The study enrolled patients with hospital-acquired/ventilator-associated bacterial pneumonia (HABP/VABP), cIAI, or cUTI. At enrollment, the participants were randomized 2:1 to receive IMI/REL or COL+IMI in a double-blind study. The therapy duration was to be 5-21 days for cUTI and cIAI and 7-21 days for HABP/VABP.

The primary endpoint of the study was favorable overall response in the microbiological modified intent-to-treat population (defined as patients with a qualifying baseline pathogen and having received at least 1 dose of study treatment). Secondary end points included favorable clinical response at Day 28, 28-day all-cause mortality, incidence of treatment emergent nephrotoxicity, and incidence of adverse events.

In the study, 31 of 47 participants met mMITT criteria. The study found that favorable overall response was comparable for the IMI/REL and COL+IMI treatment arms (71.4%, n = 15; 70.0%, n = 7, respectively). Favorable clinical response at Day 28 was found to be higher in the IMI/REL arm (71.4%; n = 15) compared with the COL+IMI group (40%; n=4). Additionally, 28-day all-cause mortality was lower in the IMI/REL arm (9.5%; n = 2) vs COL/IMI (30.0%; n = 3).
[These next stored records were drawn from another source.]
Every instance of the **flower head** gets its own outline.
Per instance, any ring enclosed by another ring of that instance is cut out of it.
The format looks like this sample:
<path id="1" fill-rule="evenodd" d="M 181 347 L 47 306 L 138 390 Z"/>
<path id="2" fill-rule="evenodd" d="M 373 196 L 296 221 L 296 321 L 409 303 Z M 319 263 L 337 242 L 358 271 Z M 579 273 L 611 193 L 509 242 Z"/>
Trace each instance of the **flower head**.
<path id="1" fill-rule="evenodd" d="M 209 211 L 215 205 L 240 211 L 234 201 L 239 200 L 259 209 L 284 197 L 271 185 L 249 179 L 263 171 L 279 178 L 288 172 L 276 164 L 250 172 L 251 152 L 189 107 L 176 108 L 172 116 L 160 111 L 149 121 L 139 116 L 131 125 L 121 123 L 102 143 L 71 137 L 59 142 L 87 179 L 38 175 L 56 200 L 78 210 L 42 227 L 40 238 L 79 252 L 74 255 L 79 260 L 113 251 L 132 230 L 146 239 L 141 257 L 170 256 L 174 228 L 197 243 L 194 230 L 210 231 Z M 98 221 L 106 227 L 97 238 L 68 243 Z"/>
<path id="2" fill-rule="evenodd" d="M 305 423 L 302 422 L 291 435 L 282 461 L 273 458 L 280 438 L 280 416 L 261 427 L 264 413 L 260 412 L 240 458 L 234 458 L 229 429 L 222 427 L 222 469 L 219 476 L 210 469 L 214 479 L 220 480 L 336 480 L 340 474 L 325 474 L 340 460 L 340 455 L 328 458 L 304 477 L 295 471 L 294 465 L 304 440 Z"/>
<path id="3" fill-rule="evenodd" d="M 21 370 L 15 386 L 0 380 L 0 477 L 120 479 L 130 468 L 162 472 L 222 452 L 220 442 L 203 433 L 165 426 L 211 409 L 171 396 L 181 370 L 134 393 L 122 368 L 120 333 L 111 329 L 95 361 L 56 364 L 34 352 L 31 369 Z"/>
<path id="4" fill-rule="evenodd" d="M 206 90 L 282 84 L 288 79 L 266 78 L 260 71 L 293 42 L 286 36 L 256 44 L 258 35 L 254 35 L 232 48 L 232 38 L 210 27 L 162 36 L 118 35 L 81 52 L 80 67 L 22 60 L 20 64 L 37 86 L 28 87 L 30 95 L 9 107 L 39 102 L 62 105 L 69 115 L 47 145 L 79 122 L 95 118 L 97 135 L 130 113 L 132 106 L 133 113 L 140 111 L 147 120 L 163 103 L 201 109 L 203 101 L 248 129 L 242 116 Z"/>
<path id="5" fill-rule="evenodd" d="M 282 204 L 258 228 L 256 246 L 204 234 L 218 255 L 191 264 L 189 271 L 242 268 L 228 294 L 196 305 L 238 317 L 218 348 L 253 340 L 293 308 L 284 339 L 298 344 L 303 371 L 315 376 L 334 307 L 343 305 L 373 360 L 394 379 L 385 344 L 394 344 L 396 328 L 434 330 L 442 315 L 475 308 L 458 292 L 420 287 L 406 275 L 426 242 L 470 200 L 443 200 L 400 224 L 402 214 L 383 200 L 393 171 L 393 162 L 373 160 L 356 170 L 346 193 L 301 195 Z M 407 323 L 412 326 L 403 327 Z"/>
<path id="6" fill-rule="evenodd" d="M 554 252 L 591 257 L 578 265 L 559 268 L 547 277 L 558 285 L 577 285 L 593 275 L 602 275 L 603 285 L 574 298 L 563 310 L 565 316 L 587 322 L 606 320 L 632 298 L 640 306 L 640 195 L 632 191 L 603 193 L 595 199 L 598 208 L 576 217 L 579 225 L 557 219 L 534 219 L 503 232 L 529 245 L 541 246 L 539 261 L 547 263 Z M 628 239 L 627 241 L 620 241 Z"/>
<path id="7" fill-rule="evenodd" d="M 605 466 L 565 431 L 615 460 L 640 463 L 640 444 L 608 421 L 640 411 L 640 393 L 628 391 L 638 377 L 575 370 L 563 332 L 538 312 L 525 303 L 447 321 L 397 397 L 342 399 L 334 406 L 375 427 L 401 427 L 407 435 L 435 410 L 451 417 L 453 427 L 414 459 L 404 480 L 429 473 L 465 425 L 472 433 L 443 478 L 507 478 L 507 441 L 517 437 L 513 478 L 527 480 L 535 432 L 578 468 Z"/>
According to trial results, drug-related adverse events occurred in 16.1% patients in the IMI/REL arm compared to 31.3% of patients in the COL + IMI arm. Further, treatment-emergent nephrotoxicity was lower with IMI/REL compared to COL + IMI (10%; 3/29 patients vs 56%; 9/17 patients, respectively (p = 0.002).

“Recarbrio provides an important addition to our toolkit in the ongoing fight against infections caused by certain gram-negative pathogens,” said Keith Kaye, MD, professor of medicine and director of research for the division of infectious diseases, University of Michigan Heath System, a principal investigator in the clinical program, and Contagion® Editorial Advisory Board member. “Recarbrio offers an additional treatment option for patients with cIAI and cUTI who have limited and, in some cases, no alternative therapeutic options.”

Merck's press release also notes that the drug should only be used to treat or prevent infections that are proven or strongly suspected to be caused by susceptible bacteria. When culture and susceptibility information are available, they should be considered in selecting or modifying antibacterial therapy. In the absence of such data, local epidemiology and susceptibility patterns may contribute to the empiric selection of therapy.